Wir gingen in ein Restaurant, ins Kino, in ein Café
oder bummelten einfach durch die Straßen der Stadt. Erst spät am Abend fuhren wir wieder zu Annette. Manchmal, wenn ihr Freund da war, saßen wir noch lange in der Küche bei einer Flasche Wein, erzählten und erzählten und verabschiedeten uns erst kurz nach Mitternacht.
Gigan brachte mich wie ein Kind zu Bett. Das heißt auf die Matratze, die als einziges Möbelstück, wenn man es so nennen konnte, noch in meinem Zimmer war.
„Du bist mein kleines Mädchen“, spielte er, „meine Puppe. Meine süße Puppe Trotteline.“ Er zog mir die Schuhe und die Strümpfe aus, „ich liebe diese Zehen.“ Zärtlich küsste er jeden einzelnen Zeh, „und jetzt kommt das Kleidchen an die Reihe. Ärmchen hoch. Schön, dass du dich immer für mich umziehst. Du hast schnell begriffen, dass ich keine Jeans an dir mag. Nun befreie ich dich von dem engen Dingsda. Eigentlich brauchst du es nicht. Deine Brüste sind auch ohne es wunderschön“, Gigan küsste die steil aufgerichteten Spitzen, „so wunderschön wie deine Lust“, seine Hand fuhr in meinen roten Slip, „ihn behältst du natürlich an.“

Auf Gigans Wunsch trug ich ausschließlich rote Spitzenslips, die er für mich kaufte. Später kaufte er auch halterlose schwarze Strümpfe, die ich ebenfalls bei diesen Spielchen anbehalten musste.
„Das steigert meine Erregung“, sagte Gigan mit kalten Augen. Er streichelte und liebkoste mich, bis ich laut stöhnte, mich von ihm löste, ins Bad schlich und duschte. Er folgte mir, wickelte mich in ein dickes Handtuch, trug mich zurück auf die Matratze, trocknete meinen Körper sorgfältig ab, kämmte meine langen Locken, legte mir die Trotteline in den Arm und ging.

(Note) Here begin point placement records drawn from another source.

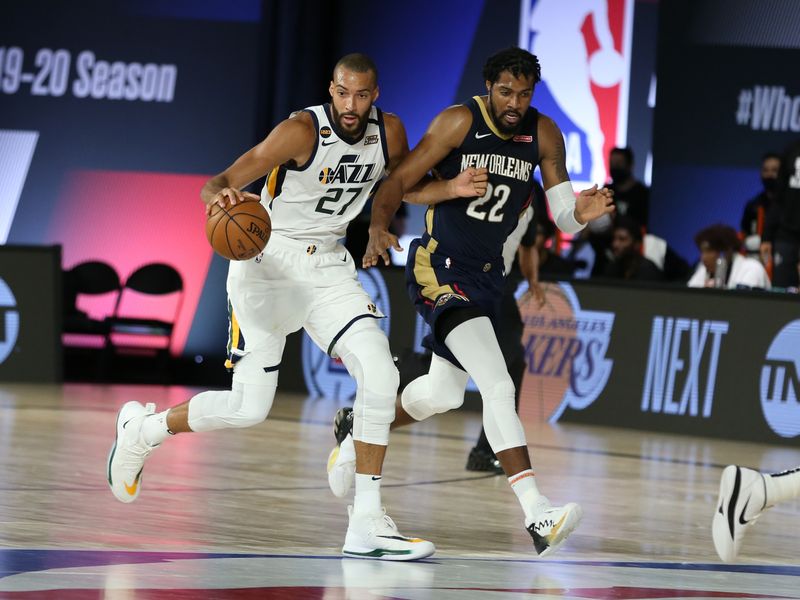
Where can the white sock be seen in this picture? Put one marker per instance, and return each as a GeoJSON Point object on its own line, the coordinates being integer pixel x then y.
{"type": "Point", "coordinates": [524, 486]}
{"type": "Point", "coordinates": [368, 494]}
{"type": "Point", "coordinates": [782, 486]}
{"type": "Point", "coordinates": [347, 449]}
{"type": "Point", "coordinates": [154, 428]}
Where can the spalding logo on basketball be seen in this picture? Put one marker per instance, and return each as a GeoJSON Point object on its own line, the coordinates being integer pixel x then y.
{"type": "Point", "coordinates": [239, 232]}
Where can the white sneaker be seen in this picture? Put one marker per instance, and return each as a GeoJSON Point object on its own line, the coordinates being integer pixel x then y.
{"type": "Point", "coordinates": [129, 451]}
{"type": "Point", "coordinates": [742, 499]}
{"type": "Point", "coordinates": [552, 525]}
{"type": "Point", "coordinates": [375, 536]}
{"type": "Point", "coordinates": [342, 467]}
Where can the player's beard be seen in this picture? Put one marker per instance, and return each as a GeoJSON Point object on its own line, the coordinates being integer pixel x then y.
{"type": "Point", "coordinates": [497, 119]}
{"type": "Point", "coordinates": [360, 125]}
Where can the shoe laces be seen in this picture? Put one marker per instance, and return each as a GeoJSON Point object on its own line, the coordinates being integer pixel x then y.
{"type": "Point", "coordinates": [137, 451]}
{"type": "Point", "coordinates": [382, 524]}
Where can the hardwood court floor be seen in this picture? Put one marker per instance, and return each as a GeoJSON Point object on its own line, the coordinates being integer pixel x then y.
{"type": "Point", "coordinates": [261, 494]}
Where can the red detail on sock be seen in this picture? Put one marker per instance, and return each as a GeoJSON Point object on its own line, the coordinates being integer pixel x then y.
{"type": "Point", "coordinates": [520, 476]}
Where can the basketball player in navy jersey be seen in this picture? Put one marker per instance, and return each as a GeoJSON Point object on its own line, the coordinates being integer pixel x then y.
{"type": "Point", "coordinates": [455, 271]}
{"type": "Point", "coordinates": [324, 162]}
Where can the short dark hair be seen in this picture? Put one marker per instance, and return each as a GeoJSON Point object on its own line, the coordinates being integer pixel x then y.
{"type": "Point", "coordinates": [626, 152]}
{"type": "Point", "coordinates": [517, 61]}
{"type": "Point", "coordinates": [719, 237]}
{"type": "Point", "coordinates": [360, 63]}
{"type": "Point", "coordinates": [632, 226]}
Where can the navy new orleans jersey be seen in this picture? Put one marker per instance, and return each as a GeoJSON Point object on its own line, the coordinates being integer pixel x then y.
{"type": "Point", "coordinates": [458, 262]}
{"type": "Point", "coordinates": [478, 227]}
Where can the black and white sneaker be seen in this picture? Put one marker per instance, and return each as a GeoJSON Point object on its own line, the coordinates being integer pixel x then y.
{"type": "Point", "coordinates": [742, 499]}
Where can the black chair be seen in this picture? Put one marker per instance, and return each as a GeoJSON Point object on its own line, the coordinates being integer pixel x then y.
{"type": "Point", "coordinates": [144, 319]}
{"type": "Point", "coordinates": [88, 279]}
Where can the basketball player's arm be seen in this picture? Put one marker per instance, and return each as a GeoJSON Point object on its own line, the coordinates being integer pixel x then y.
{"type": "Point", "coordinates": [445, 132]}
{"type": "Point", "coordinates": [292, 140]}
{"type": "Point", "coordinates": [469, 183]}
{"type": "Point", "coordinates": [570, 214]}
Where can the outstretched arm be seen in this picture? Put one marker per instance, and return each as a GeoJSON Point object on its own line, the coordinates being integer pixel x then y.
{"type": "Point", "coordinates": [569, 214]}
{"type": "Point", "coordinates": [445, 133]}
{"type": "Point", "coordinates": [291, 140]}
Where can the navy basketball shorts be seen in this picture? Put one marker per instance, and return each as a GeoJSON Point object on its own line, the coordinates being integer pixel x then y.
{"type": "Point", "coordinates": [438, 282]}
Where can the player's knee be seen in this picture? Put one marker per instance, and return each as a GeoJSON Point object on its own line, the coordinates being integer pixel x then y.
{"type": "Point", "coordinates": [255, 406]}
{"type": "Point", "coordinates": [446, 399]}
{"type": "Point", "coordinates": [255, 389]}
{"type": "Point", "coordinates": [421, 399]}
{"type": "Point", "coordinates": [499, 394]}
{"type": "Point", "coordinates": [500, 421]}
{"type": "Point", "coordinates": [365, 352]}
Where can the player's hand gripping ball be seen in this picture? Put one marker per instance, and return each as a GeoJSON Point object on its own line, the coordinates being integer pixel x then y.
{"type": "Point", "coordinates": [238, 232]}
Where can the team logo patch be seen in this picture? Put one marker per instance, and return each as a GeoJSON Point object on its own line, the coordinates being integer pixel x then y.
{"type": "Point", "coordinates": [445, 298]}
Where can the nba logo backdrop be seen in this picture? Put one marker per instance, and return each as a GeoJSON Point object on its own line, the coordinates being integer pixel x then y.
{"type": "Point", "coordinates": [584, 47]}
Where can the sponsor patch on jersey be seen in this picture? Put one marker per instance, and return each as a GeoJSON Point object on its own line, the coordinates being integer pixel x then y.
{"type": "Point", "coordinates": [445, 298]}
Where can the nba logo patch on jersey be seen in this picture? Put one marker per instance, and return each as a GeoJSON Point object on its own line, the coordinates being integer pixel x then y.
{"type": "Point", "coordinates": [584, 49]}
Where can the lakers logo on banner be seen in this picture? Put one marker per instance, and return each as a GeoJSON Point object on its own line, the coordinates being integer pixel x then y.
{"type": "Point", "coordinates": [565, 354]}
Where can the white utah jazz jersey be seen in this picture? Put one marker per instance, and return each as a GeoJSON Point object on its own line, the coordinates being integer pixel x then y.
{"type": "Point", "coordinates": [316, 201]}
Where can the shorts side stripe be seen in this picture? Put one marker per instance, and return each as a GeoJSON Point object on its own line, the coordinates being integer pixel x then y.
{"type": "Point", "coordinates": [426, 276]}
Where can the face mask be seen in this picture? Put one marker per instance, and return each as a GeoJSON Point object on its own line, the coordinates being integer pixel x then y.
{"type": "Point", "coordinates": [619, 175]}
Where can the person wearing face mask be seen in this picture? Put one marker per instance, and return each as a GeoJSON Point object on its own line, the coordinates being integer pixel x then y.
{"type": "Point", "coordinates": [781, 238]}
{"type": "Point", "coordinates": [631, 196]}
{"type": "Point", "coordinates": [757, 208]}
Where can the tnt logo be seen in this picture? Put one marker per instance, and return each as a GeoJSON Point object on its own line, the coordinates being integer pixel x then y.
{"type": "Point", "coordinates": [584, 50]}
{"type": "Point", "coordinates": [9, 321]}
{"type": "Point", "coordinates": [780, 382]}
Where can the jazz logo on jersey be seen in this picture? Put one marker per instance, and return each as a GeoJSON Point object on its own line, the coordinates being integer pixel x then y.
{"type": "Point", "coordinates": [584, 49]}
{"type": "Point", "coordinates": [348, 170]}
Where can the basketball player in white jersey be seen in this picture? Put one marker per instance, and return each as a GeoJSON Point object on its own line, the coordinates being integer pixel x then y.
{"type": "Point", "coordinates": [323, 163]}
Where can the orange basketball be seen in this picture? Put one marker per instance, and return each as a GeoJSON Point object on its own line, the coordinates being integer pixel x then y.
{"type": "Point", "coordinates": [238, 232]}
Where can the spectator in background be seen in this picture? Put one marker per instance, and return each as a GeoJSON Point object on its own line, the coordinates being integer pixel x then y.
{"type": "Point", "coordinates": [781, 237]}
{"type": "Point", "coordinates": [672, 264]}
{"type": "Point", "coordinates": [722, 242]}
{"type": "Point", "coordinates": [628, 262]}
{"type": "Point", "coordinates": [631, 196]}
{"type": "Point", "coordinates": [756, 210]}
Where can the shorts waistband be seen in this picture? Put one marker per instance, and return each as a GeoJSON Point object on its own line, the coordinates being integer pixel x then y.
{"type": "Point", "coordinates": [470, 263]}
{"type": "Point", "coordinates": [301, 246]}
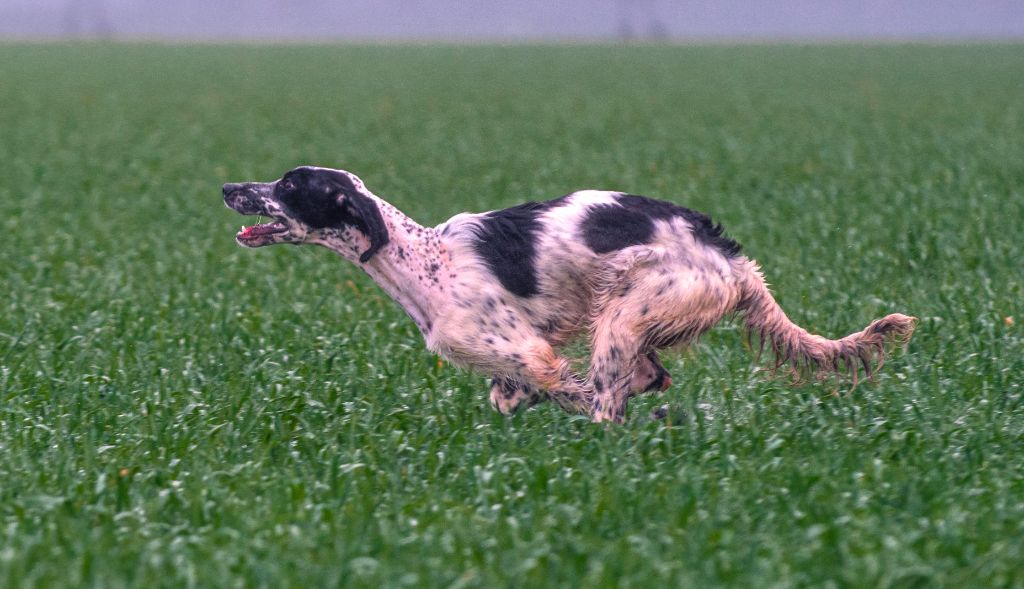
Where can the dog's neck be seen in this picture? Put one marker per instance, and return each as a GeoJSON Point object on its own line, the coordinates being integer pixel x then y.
{"type": "Point", "coordinates": [410, 267]}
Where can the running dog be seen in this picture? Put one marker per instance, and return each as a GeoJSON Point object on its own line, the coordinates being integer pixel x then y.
{"type": "Point", "coordinates": [502, 291]}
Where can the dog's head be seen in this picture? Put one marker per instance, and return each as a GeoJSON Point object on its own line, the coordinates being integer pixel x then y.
{"type": "Point", "coordinates": [310, 205]}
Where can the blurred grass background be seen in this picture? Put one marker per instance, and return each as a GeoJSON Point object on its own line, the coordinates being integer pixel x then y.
{"type": "Point", "coordinates": [177, 411]}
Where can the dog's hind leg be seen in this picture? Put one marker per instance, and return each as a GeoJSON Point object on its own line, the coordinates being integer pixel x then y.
{"type": "Point", "coordinates": [508, 394]}
{"type": "Point", "coordinates": [649, 375]}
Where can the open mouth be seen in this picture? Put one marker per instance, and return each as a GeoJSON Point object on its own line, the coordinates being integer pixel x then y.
{"type": "Point", "coordinates": [253, 233]}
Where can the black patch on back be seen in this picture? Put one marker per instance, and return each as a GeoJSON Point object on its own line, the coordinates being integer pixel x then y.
{"type": "Point", "coordinates": [507, 242]}
{"type": "Point", "coordinates": [609, 227]}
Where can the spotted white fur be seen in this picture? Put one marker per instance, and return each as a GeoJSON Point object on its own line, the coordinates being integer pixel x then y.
{"type": "Point", "coordinates": [629, 301]}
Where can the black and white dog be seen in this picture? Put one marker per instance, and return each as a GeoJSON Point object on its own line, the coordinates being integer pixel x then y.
{"type": "Point", "coordinates": [502, 291]}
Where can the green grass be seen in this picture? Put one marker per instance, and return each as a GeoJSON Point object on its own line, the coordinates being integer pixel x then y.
{"type": "Point", "coordinates": [177, 411]}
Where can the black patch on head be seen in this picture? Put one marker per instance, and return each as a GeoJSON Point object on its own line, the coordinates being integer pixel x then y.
{"type": "Point", "coordinates": [321, 198]}
{"type": "Point", "coordinates": [507, 242]}
{"type": "Point", "coordinates": [610, 227]}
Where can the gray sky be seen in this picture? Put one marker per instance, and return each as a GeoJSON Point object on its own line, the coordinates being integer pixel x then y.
{"type": "Point", "coordinates": [513, 19]}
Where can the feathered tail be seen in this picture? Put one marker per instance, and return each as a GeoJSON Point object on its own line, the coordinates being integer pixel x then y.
{"type": "Point", "coordinates": [812, 354]}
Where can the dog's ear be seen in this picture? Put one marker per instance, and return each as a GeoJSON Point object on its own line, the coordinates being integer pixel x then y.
{"type": "Point", "coordinates": [369, 219]}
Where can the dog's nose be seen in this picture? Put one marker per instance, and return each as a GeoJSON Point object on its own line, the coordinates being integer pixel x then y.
{"type": "Point", "coordinates": [230, 187]}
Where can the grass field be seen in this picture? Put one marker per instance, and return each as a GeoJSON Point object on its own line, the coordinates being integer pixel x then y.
{"type": "Point", "coordinates": [176, 411]}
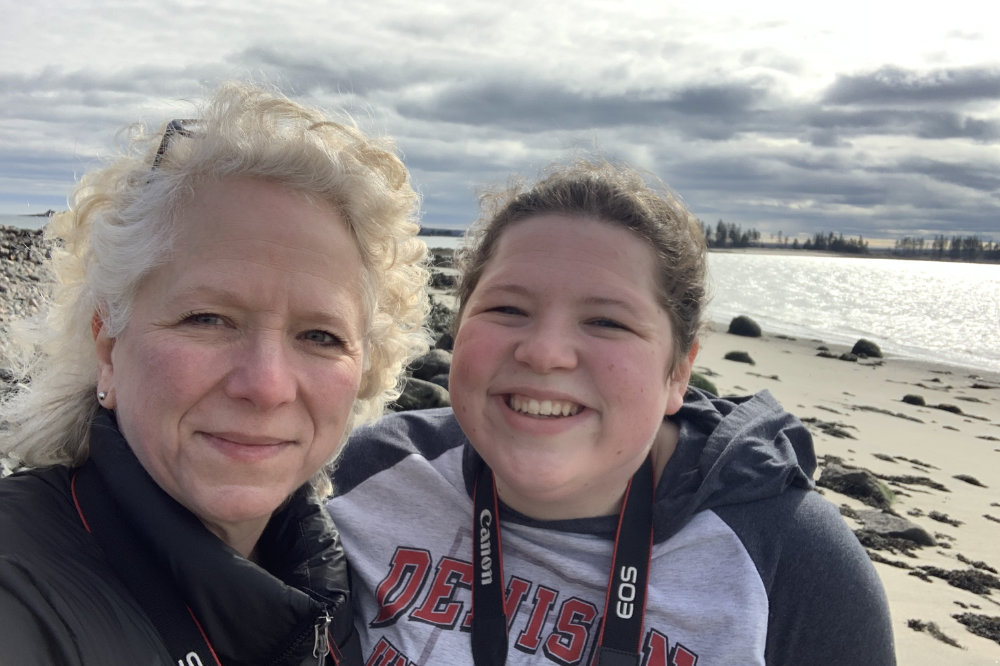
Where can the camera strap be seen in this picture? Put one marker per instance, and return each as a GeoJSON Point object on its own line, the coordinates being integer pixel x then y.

Richtigen Sex hatten wir nie in Annettes Wohnung. Die Wände waren dünn. Die Türen standen überall offen. Und bei unseren Liebesspielen ging es nicht immer leise zu. Nie hätte ich geglaubt, dass das laute Stöhnen und Schreien so einen Spaß machen könnte. Gigan brachte mich immer wieder dazu. Ich konnte nicht anders. Ich musste meine Lust, oft auch den Lustschmerz, hinausschreien. Hinaus aus meinem Körper. Bestimmt wäre ich sonst innerlich verbrannt. So frönten wir drei Wochen lang unserer Lust. Unserer Wollust. Aber, wie gesagt, hoben wir diese für das Hotel auf. Dort störte uns niemand. Und wir störten niemanden. Denn um die Mittagszeit war das Hotel wie ausgestorben. Abends ging ich nur selten mit. Meistens war es schon zu spät und ich zu müde. Doch manchmal war mein Verlangen so groß, dass mich die späte Stunde nicht störte. Gigan störte sie sowieso nicht. Er hatte ja Urlaub. Doch ich musste am nächsten Morgen fit sein. Und wenn Gigan erst einmal mit seinen Liebesspielen angefangen hatte, fand er so schnell kein Ende. Er war der geborene Genießer, musste alles genau sehen, fühlen, riechen, schmecken. Und das sehr ausdauernd.

Für mich war Gigan der beste Liebhaber der Welt. Ich hatte mich ihm ganz geöffnet, ohne Hemmungen und Vorbehalte und wünschte, die Zeit möge nie vergehen. Doch sie verging. Und der Alltag holte uns ein.